Let me back up a bit. I spent the entire afternoon on the telephone with someone I’ve never met. This was definitely my longest WD phone call to date, and one of the most delightful. I nearly dropped the telephone after hanging up and looking at the display, which informed me I’d been talking for 242 minutes. Immediately after hanging up, I got in the bathtub. Will got home a few minutes later and hopped in with me immediately. (I lie. He did not hop, and it was not immediate; he took off his clothes first.) After the bath we got dressed and went over to Jenn’s house. She’d made tortilla soup, which is my new favorite food.
Unfortunately, something about it didn’t agree with me.
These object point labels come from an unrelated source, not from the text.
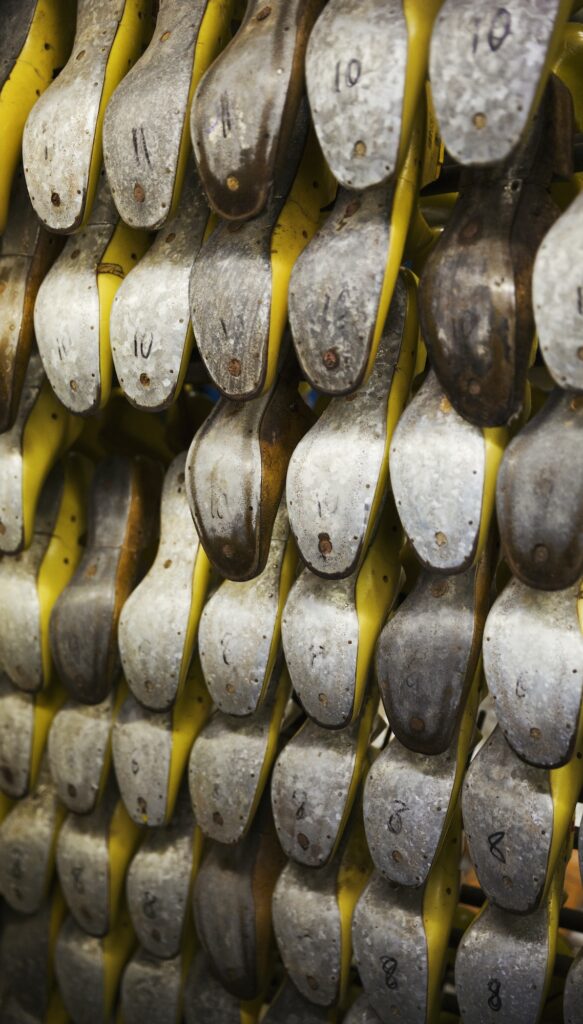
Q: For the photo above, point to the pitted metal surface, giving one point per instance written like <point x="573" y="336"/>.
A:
<point x="63" y="130"/>
<point x="539" y="496"/>
<point x="390" y="950"/>
<point x="68" y="315"/>
<point x="16" y="738"/>
<point x="123" y="524"/>
<point x="241" y="134"/>
<point x="142" y="132"/>
<point x="155" y="660"/>
<point x="556" y="297"/>
<point x="11" y="459"/>
<point x="438" y="469"/>
<point x="231" y="765"/>
<point x="335" y="289"/>
<point x="486" y="69"/>
<point x="28" y="836"/>
<point x="159" y="882"/>
<point x="334" y="472"/>
<point x="21" y="650"/>
<point x="151" y="322"/>
<point x="314" y="784"/>
<point x="152" y="988"/>
<point x="236" y="474"/>
<point x="233" y="906"/>
<point x="501" y="965"/>
<point x="320" y="632"/>
<point x="427" y="653"/>
<point x="533" y="660"/>
<point x="508" y="822"/>
<point x="141" y="744"/>
<point x="79" y="752"/>
<point x="356" y="93"/>
<point x="239" y="628"/>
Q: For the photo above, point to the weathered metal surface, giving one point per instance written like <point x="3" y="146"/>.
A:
<point x="231" y="763"/>
<point x="152" y="988"/>
<point x="233" y="906"/>
<point x="438" y="471"/>
<point x="427" y="654"/>
<point x="314" y="786"/>
<point x="123" y="524"/>
<point x="501" y="967"/>
<point x="79" y="752"/>
<point x="11" y="462"/>
<point x="539" y="496"/>
<point x="63" y="135"/>
<point x="159" y="882"/>
<point x="337" y="473"/>
<point x="236" y="473"/>
<point x="68" y="316"/>
<point x="21" y="640"/>
<point x="557" y="297"/>
<point x="533" y="660"/>
<point x="143" y="134"/>
<point x="240" y="133"/>
<point x="28" y="836"/>
<point x="508" y="821"/>
<point x="150" y="326"/>
<point x="240" y="629"/>
<point x="156" y="662"/>
<point x="480" y="338"/>
<point x="26" y="254"/>
<point x="487" y="68"/>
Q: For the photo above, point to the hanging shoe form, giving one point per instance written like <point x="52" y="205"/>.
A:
<point x="146" y="139"/>
<point x="72" y="311"/>
<point x="244" y="113"/>
<point x="401" y="939"/>
<point x="80" y="750"/>
<point x="533" y="658"/>
<point x="159" y="881"/>
<point x="233" y="907"/>
<point x="539" y="496"/>
<point x="25" y="721"/>
<point x="61" y="143"/>
<point x="516" y="818"/>
<point x="32" y="582"/>
<point x="411" y="799"/>
<point x="41" y="433"/>
<point x="443" y="473"/>
<point x="489" y="69"/>
<point x="366" y="68"/>
<point x="171" y="594"/>
<point x="330" y="628"/>
<point x="504" y="963"/>
<point x="123" y="523"/>
<point x="27" y="252"/>
<point x="427" y="654"/>
<point x="28" y="840"/>
<point x="313" y="914"/>
<point x="240" y="279"/>
<point x="37" y="36"/>
<point x="150" y="327"/>
<point x="314" y="786"/>
<point x="337" y="475"/>
<point x="240" y="628"/>
<point x="481" y="338"/>
<point x="236" y="473"/>
<point x="151" y="751"/>
<point x="231" y="763"/>
<point x="92" y="856"/>
<point x="88" y="969"/>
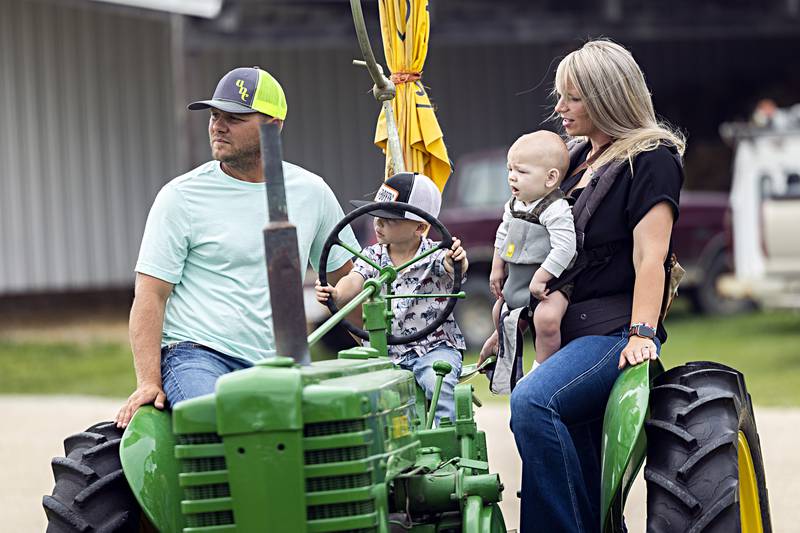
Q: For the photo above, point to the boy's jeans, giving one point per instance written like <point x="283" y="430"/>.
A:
<point x="422" y="367"/>
<point x="189" y="370"/>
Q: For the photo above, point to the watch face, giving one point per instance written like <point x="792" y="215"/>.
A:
<point x="641" y="330"/>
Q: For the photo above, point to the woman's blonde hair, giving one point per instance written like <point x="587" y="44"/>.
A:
<point x="612" y="87"/>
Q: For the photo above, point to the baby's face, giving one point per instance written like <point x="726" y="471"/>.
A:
<point x="527" y="176"/>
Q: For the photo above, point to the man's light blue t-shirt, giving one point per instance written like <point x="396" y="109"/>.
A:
<point x="204" y="235"/>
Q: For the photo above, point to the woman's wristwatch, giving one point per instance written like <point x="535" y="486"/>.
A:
<point x="642" y="329"/>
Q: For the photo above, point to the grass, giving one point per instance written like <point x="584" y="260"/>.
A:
<point x="764" y="346"/>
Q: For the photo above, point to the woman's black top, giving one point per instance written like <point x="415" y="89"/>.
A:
<point x="657" y="177"/>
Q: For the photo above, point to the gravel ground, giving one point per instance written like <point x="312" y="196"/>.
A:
<point x="33" y="429"/>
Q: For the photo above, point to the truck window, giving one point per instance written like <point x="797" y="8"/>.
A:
<point x="483" y="183"/>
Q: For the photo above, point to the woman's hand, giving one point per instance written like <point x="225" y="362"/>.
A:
<point x="490" y="347"/>
<point x="638" y="350"/>
<point x="456" y="253"/>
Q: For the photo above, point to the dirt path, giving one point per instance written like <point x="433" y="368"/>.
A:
<point x="32" y="429"/>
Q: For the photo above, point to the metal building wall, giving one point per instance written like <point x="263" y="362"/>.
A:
<point x="89" y="130"/>
<point x="86" y="140"/>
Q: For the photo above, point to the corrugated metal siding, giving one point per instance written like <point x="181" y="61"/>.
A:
<point x="87" y="139"/>
<point x="89" y="124"/>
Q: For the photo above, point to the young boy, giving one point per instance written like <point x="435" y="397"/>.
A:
<point x="535" y="240"/>
<point x="400" y="238"/>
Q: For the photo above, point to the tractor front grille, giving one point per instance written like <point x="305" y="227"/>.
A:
<point x="339" y="476"/>
<point x="204" y="478"/>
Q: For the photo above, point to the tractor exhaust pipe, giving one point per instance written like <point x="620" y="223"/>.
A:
<point x="283" y="259"/>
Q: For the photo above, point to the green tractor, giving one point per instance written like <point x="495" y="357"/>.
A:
<point x="349" y="444"/>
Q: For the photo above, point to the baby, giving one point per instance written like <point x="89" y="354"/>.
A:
<point x="535" y="240"/>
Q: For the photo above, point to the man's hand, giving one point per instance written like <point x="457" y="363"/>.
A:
<point x="538" y="286"/>
<point x="325" y="293"/>
<point x="638" y="350"/>
<point x="144" y="394"/>
<point x="456" y="253"/>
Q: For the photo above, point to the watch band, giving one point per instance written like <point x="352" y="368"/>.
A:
<point x="642" y="329"/>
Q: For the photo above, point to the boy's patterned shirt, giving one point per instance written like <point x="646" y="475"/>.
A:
<point x="427" y="276"/>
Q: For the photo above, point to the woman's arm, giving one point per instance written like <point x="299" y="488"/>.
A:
<point x="650" y="246"/>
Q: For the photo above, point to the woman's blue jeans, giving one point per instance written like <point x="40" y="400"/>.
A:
<point x="557" y="420"/>
<point x="189" y="370"/>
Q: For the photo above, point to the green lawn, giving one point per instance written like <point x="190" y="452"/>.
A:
<point x="764" y="346"/>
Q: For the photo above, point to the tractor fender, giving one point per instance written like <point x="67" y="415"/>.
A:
<point x="147" y="452"/>
<point x="624" y="440"/>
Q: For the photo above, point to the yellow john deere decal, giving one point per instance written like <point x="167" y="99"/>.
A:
<point x="242" y="90"/>
<point x="400" y="426"/>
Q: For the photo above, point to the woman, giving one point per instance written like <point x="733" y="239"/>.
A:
<point x="557" y="414"/>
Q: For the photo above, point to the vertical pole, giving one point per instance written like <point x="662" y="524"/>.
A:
<point x="177" y="32"/>
<point x="282" y="255"/>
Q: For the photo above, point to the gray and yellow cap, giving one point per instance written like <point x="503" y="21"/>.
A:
<point x="247" y="90"/>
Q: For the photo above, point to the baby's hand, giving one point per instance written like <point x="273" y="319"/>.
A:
<point x="324" y="293"/>
<point x="538" y="286"/>
<point x="496" y="278"/>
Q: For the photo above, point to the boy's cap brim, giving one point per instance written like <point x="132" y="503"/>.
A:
<point x="223" y="105"/>
<point x="381" y="213"/>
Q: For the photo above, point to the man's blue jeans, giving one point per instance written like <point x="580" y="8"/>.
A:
<point x="422" y="367"/>
<point x="557" y="420"/>
<point x="189" y="370"/>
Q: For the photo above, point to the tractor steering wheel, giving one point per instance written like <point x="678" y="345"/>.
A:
<point x="445" y="244"/>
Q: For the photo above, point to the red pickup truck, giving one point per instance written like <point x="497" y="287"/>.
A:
<point x="473" y="206"/>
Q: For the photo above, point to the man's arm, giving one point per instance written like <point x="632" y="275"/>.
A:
<point x="146" y="325"/>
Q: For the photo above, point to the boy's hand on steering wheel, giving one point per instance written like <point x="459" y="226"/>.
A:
<point x="323" y="293"/>
<point x="638" y="350"/>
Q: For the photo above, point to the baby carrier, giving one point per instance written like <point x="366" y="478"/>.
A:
<point x="591" y="317"/>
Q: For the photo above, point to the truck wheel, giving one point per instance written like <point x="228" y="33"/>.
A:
<point x="706" y="298"/>
<point x="704" y="469"/>
<point x="474" y="314"/>
<point x="91" y="493"/>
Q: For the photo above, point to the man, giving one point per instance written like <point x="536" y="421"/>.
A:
<point x="202" y="306"/>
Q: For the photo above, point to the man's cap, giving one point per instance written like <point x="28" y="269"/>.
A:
<point x="410" y="188"/>
<point x="247" y="90"/>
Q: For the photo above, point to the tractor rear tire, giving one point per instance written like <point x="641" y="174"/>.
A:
<point x="704" y="470"/>
<point x="91" y="493"/>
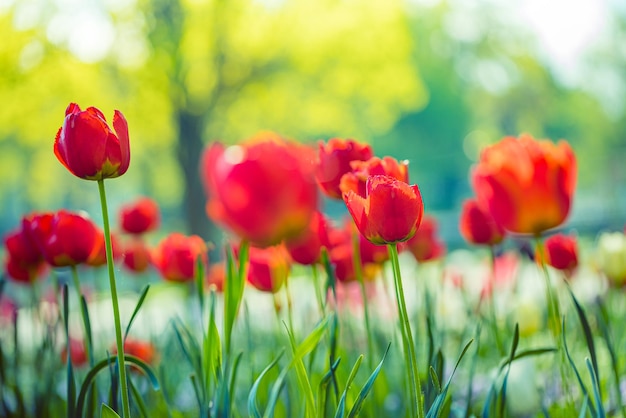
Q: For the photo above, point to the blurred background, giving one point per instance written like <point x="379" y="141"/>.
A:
<point x="424" y="80"/>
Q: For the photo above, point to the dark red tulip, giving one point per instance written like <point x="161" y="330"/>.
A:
<point x="140" y="216"/>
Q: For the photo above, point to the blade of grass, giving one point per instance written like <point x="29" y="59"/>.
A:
<point x="367" y="387"/>
<point x="142" y="298"/>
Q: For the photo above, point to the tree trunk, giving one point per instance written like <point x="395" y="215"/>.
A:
<point x="190" y="146"/>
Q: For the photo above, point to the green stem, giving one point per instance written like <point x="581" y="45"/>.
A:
<point x="318" y="289"/>
<point x="356" y="260"/>
<point x="116" y="308"/>
<point x="417" y="406"/>
<point x="82" y="314"/>
<point x="492" y="304"/>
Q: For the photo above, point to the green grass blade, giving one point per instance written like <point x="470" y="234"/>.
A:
<point x="144" y="293"/>
<point x="253" y="409"/>
<point x="107" y="412"/>
<point x="367" y="387"/>
<point x="341" y="408"/>
<point x="596" y="388"/>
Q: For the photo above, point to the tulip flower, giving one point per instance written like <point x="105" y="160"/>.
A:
<point x="136" y="255"/>
<point x="216" y="276"/>
<point x="356" y="179"/>
<point x="306" y="248"/>
<point x="140" y="216"/>
<point x="561" y="252"/>
<point x="390" y="212"/>
<point x="263" y="190"/>
<point x="176" y="256"/>
<point x="477" y="225"/>
<point x="528" y="185"/>
<point x="612" y="257"/>
<point x="268" y="268"/>
<point x="25" y="262"/>
<point x="425" y="244"/>
<point x="99" y="257"/>
<point x="87" y="146"/>
<point x="66" y="238"/>
<point x="334" y="161"/>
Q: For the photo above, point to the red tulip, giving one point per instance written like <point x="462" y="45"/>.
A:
<point x="306" y="248"/>
<point x="66" y="238"/>
<point x="334" y="161"/>
<point x="263" y="190"/>
<point x="88" y="148"/>
<point x="175" y="256"/>
<point x="341" y="253"/>
<point x="425" y="244"/>
<point x="527" y="184"/>
<point x="216" y="276"/>
<point x="140" y="216"/>
<point x="268" y="268"/>
<point x="136" y="255"/>
<point x="390" y="212"/>
<point x="99" y="257"/>
<point x="78" y="354"/>
<point x="477" y="225"/>
<point x="356" y="179"/>
<point x="25" y="260"/>
<point x="561" y="252"/>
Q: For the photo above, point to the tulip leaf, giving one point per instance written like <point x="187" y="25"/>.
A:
<point x="365" y="390"/>
<point x="98" y="367"/>
<point x="107" y="412"/>
<point x="253" y="408"/>
<point x="596" y="388"/>
<point x="144" y="293"/>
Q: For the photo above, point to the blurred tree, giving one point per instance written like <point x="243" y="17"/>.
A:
<point x="305" y="68"/>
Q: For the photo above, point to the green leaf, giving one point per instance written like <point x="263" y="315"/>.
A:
<point x="341" y="408"/>
<point x="367" y="387"/>
<point x="144" y="293"/>
<point x="104" y="364"/>
<point x="107" y="412"/>
<point x="253" y="409"/>
<point x="596" y="388"/>
<point x="587" y="332"/>
<point x="439" y="403"/>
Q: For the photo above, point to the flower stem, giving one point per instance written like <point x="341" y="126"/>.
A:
<point x="116" y="309"/>
<point x="358" y="272"/>
<point x="415" y="390"/>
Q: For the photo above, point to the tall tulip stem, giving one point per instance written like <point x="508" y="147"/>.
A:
<point x="116" y="308"/>
<point x="415" y="390"/>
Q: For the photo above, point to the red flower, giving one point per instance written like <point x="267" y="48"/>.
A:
<point x="527" y="184"/>
<point x="425" y="244"/>
<point x="341" y="253"/>
<point x="140" y="216"/>
<point x="268" y="268"/>
<point x="216" y="276"/>
<point x="88" y="148"/>
<point x="24" y="261"/>
<point x="263" y="190"/>
<point x="175" y="256"/>
<point x="66" y="238"/>
<point x="78" y="354"/>
<point x="390" y="212"/>
<point x="136" y="255"/>
<point x="356" y="179"/>
<point x="477" y="225"/>
<point x="334" y="161"/>
<point x="306" y="248"/>
<point x="561" y="252"/>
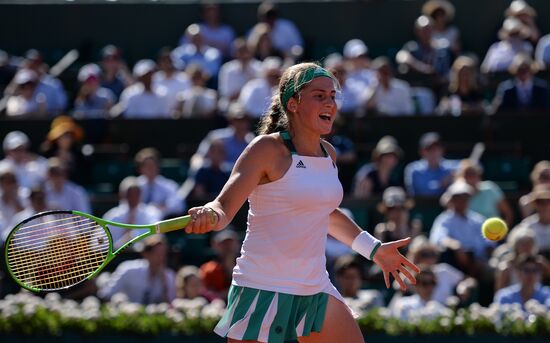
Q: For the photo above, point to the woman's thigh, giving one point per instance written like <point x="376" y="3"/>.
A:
<point x="338" y="323"/>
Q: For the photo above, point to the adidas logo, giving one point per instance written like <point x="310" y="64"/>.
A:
<point x="300" y="164"/>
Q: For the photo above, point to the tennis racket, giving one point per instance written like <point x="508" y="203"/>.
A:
<point x="55" y="250"/>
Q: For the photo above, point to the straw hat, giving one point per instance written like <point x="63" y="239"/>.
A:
<point x="519" y="7"/>
<point x="62" y="125"/>
<point x="431" y="6"/>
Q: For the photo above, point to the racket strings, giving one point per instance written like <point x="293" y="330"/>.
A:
<point x="57" y="250"/>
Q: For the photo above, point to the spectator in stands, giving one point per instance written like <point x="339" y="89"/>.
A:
<point x="358" y="64"/>
<point x="540" y="221"/>
<point x="389" y="96"/>
<point x="13" y="199"/>
<point x="64" y="141"/>
<point x="521" y="241"/>
<point x="156" y="190"/>
<point x="144" y="281"/>
<point x="189" y="284"/>
<point x="236" y="73"/>
<point x="450" y="280"/>
<point x="216" y="274"/>
<point x="198" y="101"/>
<point x="457" y="231"/>
<point x="92" y="100"/>
<point x="256" y="94"/>
<point x="542" y="53"/>
<point x="29" y="168"/>
<point x="260" y="44"/>
<point x="283" y="33"/>
<point x="25" y="101"/>
<point x="373" y="178"/>
<point x="195" y="50"/>
<point x="423" y="57"/>
<point x="116" y="75"/>
<point x="430" y="175"/>
<point x="521" y="10"/>
<point x="213" y="174"/>
<point x="139" y="101"/>
<point x="130" y="210"/>
<point x="528" y="287"/>
<point x="62" y="194"/>
<point x="351" y="95"/>
<point x="488" y="199"/>
<point x="168" y="81"/>
<point x="36" y="204"/>
<point x="444" y="34"/>
<point x="215" y="33"/>
<point x="423" y="296"/>
<point x="396" y="225"/>
<point x="524" y="93"/>
<point x="539" y="174"/>
<point x="52" y="89"/>
<point x="235" y="136"/>
<point x="463" y="95"/>
<point x="513" y="41"/>
<point x="349" y="280"/>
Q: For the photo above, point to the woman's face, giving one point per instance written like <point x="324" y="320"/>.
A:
<point x="315" y="108"/>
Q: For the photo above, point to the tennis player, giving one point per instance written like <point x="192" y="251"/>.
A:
<point x="281" y="289"/>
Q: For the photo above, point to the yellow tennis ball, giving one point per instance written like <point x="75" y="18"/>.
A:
<point x="494" y="229"/>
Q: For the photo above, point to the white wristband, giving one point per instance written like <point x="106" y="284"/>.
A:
<point x="366" y="245"/>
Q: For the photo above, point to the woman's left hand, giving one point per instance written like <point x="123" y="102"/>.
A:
<point x="390" y="260"/>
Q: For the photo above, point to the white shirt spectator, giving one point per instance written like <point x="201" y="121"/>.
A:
<point x="285" y="35"/>
<point x="500" y="55"/>
<point x="447" y="278"/>
<point x="395" y="101"/>
<point x="233" y="76"/>
<point x="168" y="88"/>
<point x="162" y="193"/>
<point x="29" y="174"/>
<point x="141" y="215"/>
<point x="139" y="104"/>
<point x="542" y="53"/>
<point x="133" y="279"/>
<point x="542" y="231"/>
<point x="71" y="197"/>
<point x="256" y="97"/>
Maybe it was the huge portions, of which I had 2. Maybe it was the richness, or the spiciness. All I know is that about 5 minutes after I finished eating I had terrible stomach pain, had heartburn, was dizzy, and thought I was going to die. It took Will and Jenn both to get me home, where I took off my pretty clothes and put on sweatpants. Then I spent about half an hour sitting in front of the toilet. I was not able to vomit.
This whole time, my back was in terrible pain as well. Whenever my stomach is upset, my back ties itself up in knots. Finally, when I decided that if I hadn’t puked by now I just wasn’t going to, Will remembered the heating pad we have for his back and carefully wrapped it around my waist. I felt better almost immediately.
Then we watched the Crappiest Television Ever. First up was The Bachelor: the Women Tell All. What a bunch of stupid cunts. Then was Extreme Makeovers. Ahhh, plastic surgery. Good times.
Around midnight I felt well enough to go to bed. I also felt morally superior to everyone on ABC.
And hey, it was only slightly worse than Tuesday, when a shelf fell on me.